Shahid Zainab, Patrick Alicia L, Wallander Michelle L, Donahue Erin E, Trufan Sally J, Tan Antoinette R, Hwang Jimmy J, Burgess Earle F, Ragon Brittany, Ghosh Nilanjan, Grunwald Michael R, Voorhees Peter M, Copelan Edward A, Raghavan Derek
Department of Hematologic Malignancies and Blood Disorders, Levine Cancer Institute, Atrium Health, Charlotte, NC, United States.
LCI Clinical Research, Clinical Trials Office, Levine Cancer Institute, Atrium Health, Charlotte, NC, United States.
Vaccine X. 2023 Aug;14:100289. doi: 10.1016/j.jvacx.2023.100289. Epub 2023 Mar 30.
Cancer patients are at high risk of developing severe illness from SARS-CoV-2 infection, but risk is lowered with receipt of COVID-19 vaccine. COVID-19 vaccination uptake among previously infected cancer patients may be influenced by an assumption of natural immunity, predicted weak immune response, or concerns about vaccine safety. The objective of this study was to evaluate COVID-19 vaccine uptake trends in cancer patients previously infected with SARS-CoV-2.
Medical records of 579 sequential cancer patients undergoing active treatment at Levine Cancer Institute who tested positive for COVID-19 between January 2020 and January 2021 were evaluated. Patients who died prior to vaccine eligibility were excluded from the analysis. Demographic, clinical, and COVID-19 related characteristics were analyzed to identify prognostic factors for COVID-19 vaccine uptake as this information could be important for health policy design for future pandemics.
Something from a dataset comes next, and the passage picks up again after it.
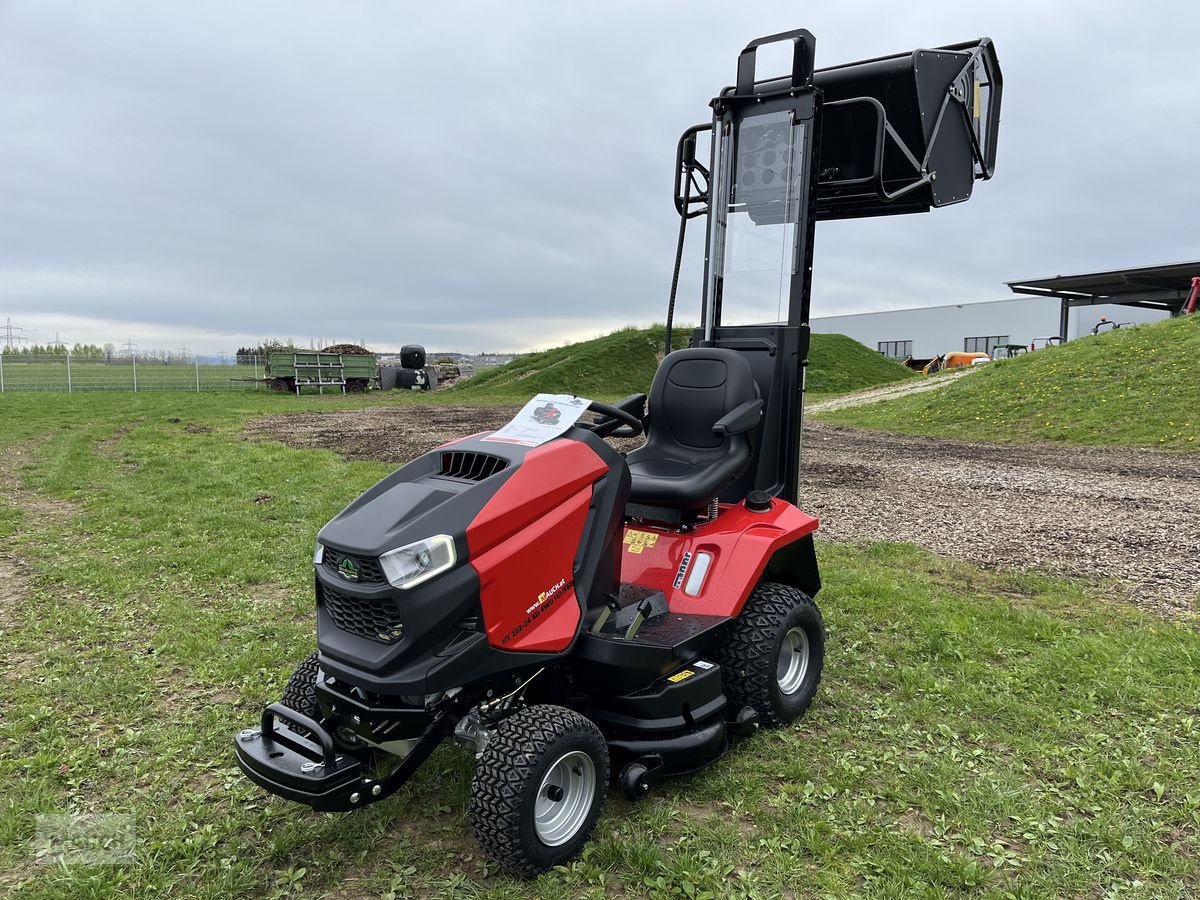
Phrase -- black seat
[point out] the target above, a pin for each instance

Eighty-one patients died prior to the availability of COVID-19 vaccines. The acceptance rate of COVID-19 vaccination among 498 previously infected cancer patients was 54.6%. Of the patients with known vaccination dates, 76.8% received their first vaccine by April 17th, 2021. As of November 30, 2021, 23.7.% of eligible patients were boosted. In univariate models, older age, female sex, higher income, solid tumor cancer type, and hormone therapy were significantly associated with higher vaccine uptake, while Hispanic/Latino ethnicity was significantly associated with lower vaccine uptake. In a multivariable model, age (OR 1.18, 95% CI 1.10-1.28; p < 0.001), female sex (OR 1.80, 95% CI 1.22-2.66; p = 0.003), and higher income (OR 1.11, 95% CI 1.01-1.22; p = 0.032), were predictive of COVID-19 vaccine uptake.
Overall, vaccine uptake was low among our cohort of previously infected cancer patients. Older age, female sex, and higher income were the only variables associated with COVID-19 vaccine uptake within this vulnerable patient population.
癌症患者感染新型冠状病毒2(SARS-CoV-2)后患重病的风险很高,但接种新冠病毒疾病(COVID-19)疫苗可降低风险。既往感染过的癌症患者对COVID-19疫苗的接种率可能受到自然免疫假设、预计的弱免疫反应或对疫苗安全性的担忧影响。本研究的目的是评估既往感染SARS-CoV-2的癌症患者的COVID-19疫苗接种趋势。
对2020年1月至2021年1月期间在莱文癌症研究所接受积极治疗且COVID-19检测呈阳性的579例连续癌症患者的病历进行评估。在符合疫苗接种条件前死亡的患者被排除在分析之外。分析人口统计学、临床和COVID-19相关特征,以确定COVID-19疫苗接种的预后因素,因为这些信息可能对未来大流行的卫生政策设计很重要。
81例患者在COVID-19疫苗可用之前死亡。498例既往感染的癌症患者中,COVID-19疫苗的接种率为54.6%。在已知接种日期的患者中,76.8%在2021年4月17日前接种了第一剂疫苗。截至2021年11月30日,23.7%的符合条件患者接种了加强针。在单变量模型中,年龄较大、女性、收入较高、实体肿瘤癌症类型和激素治疗与较高的疫苗接种率显著相关,而西班牙裔/拉丁裔种族与较低的疫苗接种率显著相关。在多变量模型中,年龄(比值比[OR]1.18,95%置信区间[CI]1.10 - 1.28;p < 0.001)、女性(OR 1.80,95% CI 1.22 - 2.66;p = 0.003)和较高收入(OR 1.11,95% CI 1.01 - 1.22;p = 0.032)可预测COVID-19疫苗接种情况。
总体而言,在我们既往感染的癌症患者队列中,疫苗接种率较低。在这一脆弱患者群体中,年龄较大、女性和较高收入是与COVID-19疫苗接种相关的唯一变量。